Qualifications of Personnel
The brachytherapy team includes the physician, medical physicist, dosimetrist, radiation therapist, nurse, and radiation safety officer. See the original guideline for specific qualifications and credentials of the brachytherapy team.
Patient Selection Criteria
The use of brachytherapy is integral to the treatment of many malignancies, especially gynecologic, head and neck, sarcomas, bronchus and trachea, central nervous system (CNS), gastrointestinal and genitourinary malignancies. LDR prostate brachytherapy is discussed in the NGC summary of the ACR–ASTRO Practice Guideline for Transperineal Permanent Brachytherapy of Prostate Cancer. Temporary and permanent techniques can be used, depending on the clinical presentation as well as the experience, preference, and expertise of the treating physician.
In recent years, HDR brachytherapy has become more commonly used in many locales, and details of brachytherapy indications are included in the HDR practice guideline reference.
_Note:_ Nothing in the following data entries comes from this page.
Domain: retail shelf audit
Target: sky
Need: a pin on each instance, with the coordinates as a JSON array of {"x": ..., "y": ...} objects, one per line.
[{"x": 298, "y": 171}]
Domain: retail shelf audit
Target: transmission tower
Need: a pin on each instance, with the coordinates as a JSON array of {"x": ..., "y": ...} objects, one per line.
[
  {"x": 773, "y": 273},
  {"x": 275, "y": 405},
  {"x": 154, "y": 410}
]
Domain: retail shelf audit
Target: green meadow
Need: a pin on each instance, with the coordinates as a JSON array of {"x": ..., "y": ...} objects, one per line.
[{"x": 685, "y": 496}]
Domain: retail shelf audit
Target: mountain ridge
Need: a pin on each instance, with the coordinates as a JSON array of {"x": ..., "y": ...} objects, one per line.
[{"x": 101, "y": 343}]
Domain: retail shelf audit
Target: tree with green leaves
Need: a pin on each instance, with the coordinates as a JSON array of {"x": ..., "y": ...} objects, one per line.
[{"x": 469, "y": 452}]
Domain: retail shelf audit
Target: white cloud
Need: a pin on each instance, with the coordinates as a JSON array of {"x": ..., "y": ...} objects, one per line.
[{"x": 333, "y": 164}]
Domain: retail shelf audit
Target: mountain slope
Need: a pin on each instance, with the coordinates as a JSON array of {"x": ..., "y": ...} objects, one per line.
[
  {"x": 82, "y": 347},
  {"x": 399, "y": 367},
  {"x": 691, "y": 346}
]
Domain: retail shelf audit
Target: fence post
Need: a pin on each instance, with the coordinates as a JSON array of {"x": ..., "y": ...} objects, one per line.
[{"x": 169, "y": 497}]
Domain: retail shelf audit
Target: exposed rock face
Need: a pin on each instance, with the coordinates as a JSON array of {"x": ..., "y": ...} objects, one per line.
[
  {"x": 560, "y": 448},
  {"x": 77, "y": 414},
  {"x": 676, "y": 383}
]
LDR brachytherapy remains an appropriate method of dose delivery in clinical situations where brachytherapy is indicated.
See the original guideline document for information about equipment specifications.
Patient and Personnel Safety
Patient protection measures include those related to medical safety and radiation protection.
- Patient Protection Measures Should Include:
- A radiation exposure-monitoring program, as required by the NRC or appropriate state agencies
- Annual (re)training of staff in emergency procedures in case of equipment malfunction, and brachytherapy-specific quality management procedures
- Charting systems and forms for dose specification, definition and delivery of treatment parameters, and recording and summation of brachytherapy and external beam therapy treatment
- A physics quality assurance program for ensuring accurate dose delivery to the patient
- A system for the radiation oncologist and medical physicist to verify independently (by another person or another method) pertinent brachytherapy parameters to be used in each procedure (e.g., source model, radionuclide, source strength, dose rate, total dose, and treatment duration) prior to LDR brachytherapy
- Personnel Safety Measures Should Include:
- A radiation exposure-monitoring program, as required by the NRC or appropriate state agencies
- Routine leak testing of all sealed sources, as required by regulatory agencies
- Appropriate safety equipment for use of sealed sources
Continuing medical education programs should include radiation oncologists, medical physicists, dosimetrists, nurses, and radiation therapy staff. Radiation safety programs should also include hospital-based personnel who will be involved with brachytherapy patients. Educational programs used for both initial training and retraining must cover the following:
- The safe operation of LDR applicators, sources, and manual or remote afterloading equipment, as appropriate to the individual's responsibilities.
- Treatment techniques and new developments in radiation oncology and brachytherapy.
The program should be in accordance with the "ACR Practice Guideline for Continuing Medical Education (CME)."
Reporting should be in accordance with the "ACR Practice Guideline for Communication: Radiation Oncology." There should be documentation of parameters such as the actual number of sources, source strength(s), treatment duration (for temporary implants), and total dose after the implant has been completed.